We use a simple yet Earth-like atmospheric model to propose a new framework for understanding the mathematics of blocking events, which are associated with low frequency, large scale waves in the atmosphere. Analysing error growth rates along a very long model trajectory, we show that blockings are associated with conditions of anomalously high instability of the atmosphere. Additionally, the lifetime of a blocking is positively correlated with the intensity of such an anomaly, against intuition. In the case of Atlantic blockings, predictability is especially reduced at the onset and decay of the blocking, while a relative increase of predictability is found in the mature phase, while the opposite holds for Pacific blockings, for which predictability is lowest in the mature phase. We associate blockings to a specific class of unstable periodic orbits (UPOs), natural modes of variability that cover the attractor of the system. The UPOs differ substantially in terms of instability, which explains the diversity of the atmosphere in terms predictability. The UPOs associated to blockings are indeed anomalously unstable, which leads to them being rarely visited. The onset of a blocking takes place when the trajectory of the system hops into the neighbourhood of one of these special UPOs. The decay takes place when the trajectory hops back to the neighbourhood of usual, less unstable UPOs associated with zonal flow. This justifies the classical Markov chains-based analysis of transitions between weather regimes. The existence of UPOs differing in the dimensionality of their unstable manifold indicates a very strong violation of hyperbolicity in the model, which leads to a lack of structural stability. We propose that this is could be a generic feature of atmospheric models and might be a fundamental cause behind difficulties in representing blockings for the current climate and uncertainties in predicting how their statistics will change as a result of climate change.
2.30pm – 3.15pm:
Yonatan Berman (London Mathematical Laboratory) – “The Ergodicity Problem in Economics”
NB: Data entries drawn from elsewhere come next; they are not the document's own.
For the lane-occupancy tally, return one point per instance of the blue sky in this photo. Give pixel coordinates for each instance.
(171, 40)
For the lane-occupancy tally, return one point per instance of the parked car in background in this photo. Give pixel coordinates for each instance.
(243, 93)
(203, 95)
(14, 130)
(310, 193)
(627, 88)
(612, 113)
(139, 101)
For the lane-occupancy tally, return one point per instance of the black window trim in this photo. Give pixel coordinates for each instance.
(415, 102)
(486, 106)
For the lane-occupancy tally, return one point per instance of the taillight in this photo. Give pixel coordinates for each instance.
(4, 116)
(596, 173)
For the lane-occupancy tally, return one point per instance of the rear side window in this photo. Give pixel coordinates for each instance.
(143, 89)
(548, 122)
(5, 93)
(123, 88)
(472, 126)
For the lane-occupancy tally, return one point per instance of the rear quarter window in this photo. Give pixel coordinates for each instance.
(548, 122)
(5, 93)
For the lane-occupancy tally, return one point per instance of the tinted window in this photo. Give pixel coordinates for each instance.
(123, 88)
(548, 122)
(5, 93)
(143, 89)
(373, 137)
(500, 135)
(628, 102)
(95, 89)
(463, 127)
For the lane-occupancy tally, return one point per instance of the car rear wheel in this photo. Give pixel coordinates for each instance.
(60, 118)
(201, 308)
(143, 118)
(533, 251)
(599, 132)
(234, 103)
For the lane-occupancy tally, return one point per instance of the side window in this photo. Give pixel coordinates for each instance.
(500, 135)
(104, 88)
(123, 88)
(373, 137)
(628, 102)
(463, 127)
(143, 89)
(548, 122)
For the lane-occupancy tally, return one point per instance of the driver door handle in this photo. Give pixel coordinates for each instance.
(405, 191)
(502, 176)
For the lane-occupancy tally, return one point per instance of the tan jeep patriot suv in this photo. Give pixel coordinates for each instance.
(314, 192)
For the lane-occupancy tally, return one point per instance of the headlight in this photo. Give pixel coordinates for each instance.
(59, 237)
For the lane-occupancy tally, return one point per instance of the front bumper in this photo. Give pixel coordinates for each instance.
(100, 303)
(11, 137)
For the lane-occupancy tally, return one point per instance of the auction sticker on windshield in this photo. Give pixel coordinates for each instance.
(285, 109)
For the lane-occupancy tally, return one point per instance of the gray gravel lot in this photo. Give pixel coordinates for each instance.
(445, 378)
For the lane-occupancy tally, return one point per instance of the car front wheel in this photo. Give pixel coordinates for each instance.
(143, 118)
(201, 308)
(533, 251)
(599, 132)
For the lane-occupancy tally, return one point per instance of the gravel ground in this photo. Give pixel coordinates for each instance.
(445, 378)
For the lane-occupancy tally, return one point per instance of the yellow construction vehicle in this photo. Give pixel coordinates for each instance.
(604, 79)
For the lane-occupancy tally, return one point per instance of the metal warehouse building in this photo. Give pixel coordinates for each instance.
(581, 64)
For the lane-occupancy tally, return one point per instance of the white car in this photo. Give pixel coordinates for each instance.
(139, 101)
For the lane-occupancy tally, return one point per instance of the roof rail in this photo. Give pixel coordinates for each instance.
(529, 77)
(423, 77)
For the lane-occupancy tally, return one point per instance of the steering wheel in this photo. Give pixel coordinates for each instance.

The ergodicity problem queries the equality or inequality of time averages and expectation values. I will trace its curious history, beginning with the origins of formal probability theory in the context of gambling and economic problems in the 17th century. This is long before ergodicity was a word or a known concept, which led to an implicit assumption of ergodicity in the foundations of economic theory. Over the past decade we have asked what happens to foundational problems in economic theory if we export what is known about the ergodicity problem in physics and mathematics back to economics. Many problems can be resolved. Following an overview of our theoretical and conceptual progress, I will report on a recent experiment that strongly supports our view that human economic behavior is better described as optimizing time-average growth rates of wealth than as optimizing expectation values of wealth or utility of wealth.
3.30pm – 4.15pm:
Morgan Craig (University of Montreal) – “Exploiting heterogeneity to personalize oncolytic virus immunotherapy”
Cancer is an intrinsically heterogeneous disease distinguished by disparate outcomes based on cancer types, patient-specific characteristics, and treatment modalities. The classic approach to most cancer treatments is to administer cyclic chemotherapy at the maximal tolerable dose to reduce the tumour burden. Unfortunately, this is also generally accompanied by a host of secondary toxicity events, as cytotoxic chemotherapy also destroys healthy cells, primarily white blood cells. Instead, cancer immunotherapies aim to leverage the body’s own immune defence mechanisms against the tumour. Oncolytic viruses (OVs) are a type of immunotherapy that preferentially target cancerous cells, infecting and destroying them and simultaneously bolstering immune responses. Certain OVs are already clinically-available, however a barrier to their development is the heterogenous response to treatment observed in trials. It is therefore crucial to characterize heterogeneity within and around the tumour, and to quantify the effects that neighbouring tumour and immune cells have on therapeutic success. Here I will discuss quantitative approaches my lab uses to provide a way to test and optimize OV protocols before they are used in patients, ultimately reducing bottlenecks along the drug development pipeline, rationalizing therapeutic scheduling, and improving patient outcomes.